Capire la situazione
Sono contrario a banalizzare i temi. Cerco sempre di capire il perché delle cose, le cause e gli effetti. Solo quando ho capito qualcosa mi esprimo. Cerco di riassumere, in poche parole, il quadro attuale degli ultimi sviluppi italiani sulla marcatura CE: sulla scorta di una news di ift Rosenheim siamo venuti a conoscenza di un ritardo. Un articolo anonimo ci parla di congiure e complotti, prospettando tra le righe di far crollare il sistema del CE come panacea di tutti i mali. Qualcuno rinforza la tesi, con i tedeschi padroni d’Europa ed i francesi puzzoni, noi poveri italiani soccombiamo. Una spolverata di Sea Watch non ci starebbe male! Ora, scusate tanto, mi sembra che stiamo assolutamente banalizzando.
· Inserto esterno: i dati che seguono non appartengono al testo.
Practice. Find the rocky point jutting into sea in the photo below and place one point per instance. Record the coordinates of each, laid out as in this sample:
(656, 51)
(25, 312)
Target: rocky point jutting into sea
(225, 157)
Noi di Chemolli Fire, per capire meglio i temi di interesse abbiamo organizzato il Forum Tagliafuoco a Bardolino il 25 ottobre, tra cui vi sono come protagonisti gli esperti, appunto, di ift Rosenheim. Che paiono essere gli unici a sapere qualcosa, che potranno darci informazioni di prima mano, scevri dalle polemiche italiote.
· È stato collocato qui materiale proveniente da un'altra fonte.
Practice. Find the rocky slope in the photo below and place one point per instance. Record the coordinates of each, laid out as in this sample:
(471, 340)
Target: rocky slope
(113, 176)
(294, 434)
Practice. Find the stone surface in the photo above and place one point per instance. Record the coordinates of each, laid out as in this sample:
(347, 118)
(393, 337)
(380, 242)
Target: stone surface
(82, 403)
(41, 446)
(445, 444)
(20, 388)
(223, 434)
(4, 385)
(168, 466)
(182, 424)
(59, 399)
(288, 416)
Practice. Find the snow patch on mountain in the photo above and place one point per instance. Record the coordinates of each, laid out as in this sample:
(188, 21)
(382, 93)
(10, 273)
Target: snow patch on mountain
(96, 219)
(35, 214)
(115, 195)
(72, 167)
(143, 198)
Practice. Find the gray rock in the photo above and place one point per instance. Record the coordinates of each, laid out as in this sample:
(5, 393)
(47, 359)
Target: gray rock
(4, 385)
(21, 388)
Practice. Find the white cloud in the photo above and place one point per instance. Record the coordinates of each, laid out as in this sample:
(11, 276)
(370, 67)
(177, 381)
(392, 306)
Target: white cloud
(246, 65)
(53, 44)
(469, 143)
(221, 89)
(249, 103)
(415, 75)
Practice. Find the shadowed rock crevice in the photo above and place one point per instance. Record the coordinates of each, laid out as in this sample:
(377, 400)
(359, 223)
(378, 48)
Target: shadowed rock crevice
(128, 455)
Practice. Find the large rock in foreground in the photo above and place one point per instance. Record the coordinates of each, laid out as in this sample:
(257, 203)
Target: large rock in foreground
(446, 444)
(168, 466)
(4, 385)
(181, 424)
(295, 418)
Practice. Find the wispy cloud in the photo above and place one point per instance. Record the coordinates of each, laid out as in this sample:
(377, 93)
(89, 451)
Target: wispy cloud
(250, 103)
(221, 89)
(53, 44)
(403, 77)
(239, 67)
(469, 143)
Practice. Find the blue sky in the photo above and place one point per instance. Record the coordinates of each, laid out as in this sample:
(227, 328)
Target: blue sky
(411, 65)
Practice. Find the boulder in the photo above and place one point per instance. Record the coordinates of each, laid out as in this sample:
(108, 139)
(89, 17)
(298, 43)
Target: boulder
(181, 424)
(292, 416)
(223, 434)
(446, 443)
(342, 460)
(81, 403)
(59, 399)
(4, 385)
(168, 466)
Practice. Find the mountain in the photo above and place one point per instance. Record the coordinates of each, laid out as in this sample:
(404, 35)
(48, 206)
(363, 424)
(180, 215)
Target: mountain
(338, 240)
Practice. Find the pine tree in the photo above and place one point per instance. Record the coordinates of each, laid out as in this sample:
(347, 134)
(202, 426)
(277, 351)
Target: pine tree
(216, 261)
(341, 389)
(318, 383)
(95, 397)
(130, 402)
Partecipazione ai gruppi di normazione
Tendo sempre a cercare un disegno più grande nelle cose. Ora, ci lamentiamo dell’asse franco/tedesco. C’è da dire che in Italia sulla scorta di un ragionamento benpensante e di una comodità intrinseca abbiamo demonizzato il concetto di lobby. La lobby è una espressione demoniaca? Il lobbista è una creatura degli inferi? Nel settore del serramento, in particolare nella nicchia della tenuta al fuoco, ognuno è andato per la sua strada, abbandonando e frammentando le associazioni. Pensando inoltre che partecipare ai gruppi di normazione sia una perdita di tempo, un costo, un qualcosa senza un’utilità. Negli altri paesi è normale avere una (UNA) associazione di categoria, molto focalizzata e che questa abbia un rappresentante nei gruppi di normazione nazionali ed internazionali. Per noi italiani è già difficile partecipare alla vita di un’associazione, figuriamoci pagare uno che va – secondo i più – in vacanza a Bruxelles, Helsinki, Riga e così via. Ma se avessimo partecipato di più ai gruppi di normazione, sicuramente saremmo stati più partecipi dei meccanismi, delle vicissitudini e, ogni tanto, ne avremmo orientato le decisioni.
Per non predicare bene e razzolare male, sono entrato nei gruppi di lavoro UNI di interesse e mi piacerebbe partecipare anche ai working group del CEN. So bene che nessuno mi paga e tantomeno mi pagherà le trasferte, le giornate, il tempo che passo a leggere documenti ed a “fare i compiti” che questi gruppi mi commissionano (cosa che peraltro mi onora). Se noi guardiamo come è fatto l’impianto normativo oggi rispecchia evidentemente le esigenze di laboratori, enti notificati e sistemisti. Fate un po’ il caso da chi sono popolati i WG, e poi vediamo se si tratti di una coincidenza.
I livelli di prestazione: il nuovo protezionismo?
Non è compito degli enti di normazione nazionali assurgere ad organi di protezionismo definendo i livelli di prestazione che devono avere i prodotti a seconda dell’uso a cui sono destinati. Ciò viene fatto dalle autorità competenti nazionali e questa facoltà ce l’ha anche l’Italia. Perché non imponiamo, ad esempio per le porte, che il livello di prestazione minimo non sia EI1 120 Sa/S200 C5? Perché dovremmo vendere prodotti più costosi, mentre noi italiani vogliamo fare solo la guerra del prezzo. Vendere il prodotto uguale al concorrente ad un euro in meno. E per vendere ad un euro in meno, se non lo certifico, di euro posso toglierne anche due. L’orto e le verze, la botte piena e la moglie ubriaca… difficile focalizzare i propri obiettivi in due direzioni troppo diverse.
Sosteniamo Uni, ma rispettiamolo
Sono assolutamente d’accordo con Mariotto sul fatto che UNI sia il tavolo istituzionale sul quale porre, trattare, discutere di normativa e delle ricadute che essa ha sulla nostra quotidianità. E’ per questo che in prima persona pago la mia quota, partecipo e ci lavoro.
Ciò detto, la centralità di UNI e la condivisione non possono essere evocate solo quando fanno comodo. Anche quando in Europa si parla a nome dell’Italia, prima si dovrebbe fare tappa in UNI. I temi vanno, devono essere discussi nella sede istituzionale dell’ente di normazione nazionale.
UNI va sostenuto, ma anche RISPETTATO!